Microphone Transient Response
A transient is a short duration with a high level peak. Transient response is to the ability of a microphone to respond to these transient peaks. A slow transient response will determine a smooth transition but will lose detail, which a short response will gain in detail but sound harsher. In a certain way, slow responses homogenize transitions and attacks, conferring to them a round, pleasant, warm, and touching sound. Conversely, short responses will make a recording very precise, but harsh, naked, exposed, dry. To a certain extent, the former ones beef up the sound and amalgamate it, while the latter ones make the voice or the instrument sound feeble, isolated, lonely.
The following diagram shows the transient of a dynamic microphone, which is similar to that of ribbon microphones.
As we can see, it's peaks are well rounded up. And indeed, they sound round! The next diagram shows the same transient, but recorded with a condenser microphone.

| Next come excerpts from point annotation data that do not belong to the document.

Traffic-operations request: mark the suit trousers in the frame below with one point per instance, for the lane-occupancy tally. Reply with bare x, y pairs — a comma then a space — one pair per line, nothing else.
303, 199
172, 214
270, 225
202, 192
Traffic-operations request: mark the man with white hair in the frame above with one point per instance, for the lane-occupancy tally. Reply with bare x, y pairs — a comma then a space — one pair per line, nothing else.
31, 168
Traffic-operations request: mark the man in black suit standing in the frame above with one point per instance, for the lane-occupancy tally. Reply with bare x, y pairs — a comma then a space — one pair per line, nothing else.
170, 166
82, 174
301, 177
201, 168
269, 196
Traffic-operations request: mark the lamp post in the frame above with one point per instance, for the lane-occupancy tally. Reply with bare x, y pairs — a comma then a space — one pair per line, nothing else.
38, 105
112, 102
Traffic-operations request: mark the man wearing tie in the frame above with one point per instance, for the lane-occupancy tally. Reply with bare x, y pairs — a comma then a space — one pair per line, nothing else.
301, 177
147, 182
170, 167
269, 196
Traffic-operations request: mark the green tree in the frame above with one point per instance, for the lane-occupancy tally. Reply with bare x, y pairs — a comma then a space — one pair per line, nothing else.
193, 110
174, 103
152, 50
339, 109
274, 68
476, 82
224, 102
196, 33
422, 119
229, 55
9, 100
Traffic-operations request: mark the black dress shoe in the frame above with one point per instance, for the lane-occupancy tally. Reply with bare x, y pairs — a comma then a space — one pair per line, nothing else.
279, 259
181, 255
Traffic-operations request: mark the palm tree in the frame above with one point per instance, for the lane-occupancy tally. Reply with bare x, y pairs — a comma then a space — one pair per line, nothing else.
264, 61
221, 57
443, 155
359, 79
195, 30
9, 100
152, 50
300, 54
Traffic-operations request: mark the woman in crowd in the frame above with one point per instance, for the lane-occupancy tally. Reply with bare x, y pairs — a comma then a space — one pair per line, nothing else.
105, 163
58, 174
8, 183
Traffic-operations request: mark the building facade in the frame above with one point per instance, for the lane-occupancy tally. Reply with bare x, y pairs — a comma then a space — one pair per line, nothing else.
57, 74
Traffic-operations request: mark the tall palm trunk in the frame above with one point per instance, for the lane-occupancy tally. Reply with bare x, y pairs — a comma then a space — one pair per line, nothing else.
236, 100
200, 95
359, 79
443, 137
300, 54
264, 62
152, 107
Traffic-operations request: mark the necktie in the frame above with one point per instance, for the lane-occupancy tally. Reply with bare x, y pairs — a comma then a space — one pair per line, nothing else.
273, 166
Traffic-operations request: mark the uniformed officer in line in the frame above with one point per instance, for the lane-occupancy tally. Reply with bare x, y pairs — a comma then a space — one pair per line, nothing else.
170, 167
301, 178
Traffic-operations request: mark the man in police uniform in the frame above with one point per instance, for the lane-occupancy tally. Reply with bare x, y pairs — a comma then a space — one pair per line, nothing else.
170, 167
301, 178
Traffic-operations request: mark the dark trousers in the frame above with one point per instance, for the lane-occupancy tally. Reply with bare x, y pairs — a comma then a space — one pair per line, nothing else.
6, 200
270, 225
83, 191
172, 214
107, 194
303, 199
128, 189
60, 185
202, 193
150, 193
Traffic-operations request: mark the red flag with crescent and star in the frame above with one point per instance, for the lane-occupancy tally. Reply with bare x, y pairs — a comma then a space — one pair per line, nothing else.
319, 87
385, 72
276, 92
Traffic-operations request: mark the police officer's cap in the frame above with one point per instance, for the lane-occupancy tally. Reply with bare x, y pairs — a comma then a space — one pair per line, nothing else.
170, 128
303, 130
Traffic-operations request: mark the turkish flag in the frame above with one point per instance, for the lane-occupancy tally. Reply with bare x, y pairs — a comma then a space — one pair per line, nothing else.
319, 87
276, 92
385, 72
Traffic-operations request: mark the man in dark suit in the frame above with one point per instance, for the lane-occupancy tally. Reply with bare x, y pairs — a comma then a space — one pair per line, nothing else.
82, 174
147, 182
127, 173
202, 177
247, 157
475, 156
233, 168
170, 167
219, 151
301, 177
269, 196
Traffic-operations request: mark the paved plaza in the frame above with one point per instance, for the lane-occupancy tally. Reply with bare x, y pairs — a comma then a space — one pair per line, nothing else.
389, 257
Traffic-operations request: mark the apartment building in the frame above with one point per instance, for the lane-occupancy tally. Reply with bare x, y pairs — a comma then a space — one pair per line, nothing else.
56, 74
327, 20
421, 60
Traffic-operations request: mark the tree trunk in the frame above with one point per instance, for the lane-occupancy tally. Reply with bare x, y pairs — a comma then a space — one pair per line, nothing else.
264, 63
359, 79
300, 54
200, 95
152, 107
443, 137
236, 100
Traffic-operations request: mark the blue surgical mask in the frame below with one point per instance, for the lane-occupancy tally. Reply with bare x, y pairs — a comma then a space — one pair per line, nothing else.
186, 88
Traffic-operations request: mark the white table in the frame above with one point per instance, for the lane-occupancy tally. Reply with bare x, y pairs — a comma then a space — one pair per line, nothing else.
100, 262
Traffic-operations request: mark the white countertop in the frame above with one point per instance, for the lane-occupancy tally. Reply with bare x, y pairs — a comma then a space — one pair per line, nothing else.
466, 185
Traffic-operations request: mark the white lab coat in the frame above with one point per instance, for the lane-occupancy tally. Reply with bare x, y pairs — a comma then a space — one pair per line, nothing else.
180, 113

In this case, there is no rounding. The sound has harsh peaks, which can be easily recognized by our ear. Because of their sensitivity, condenser microphones are well suited for capturing ambient sound. During far recording, the sound produced by the voice or the instruments mixes with the natural reflections of the hall, with the result that it becomes rounded. The far distance compensates and rounds up the transients that, otherwise, would not be acceptable.
We can imagine the transient curve as a series of bits. The more sampling bits we have, and the sharpest and more detailed the transients will be. Lower sampling rates are more imprecise, but round up sound.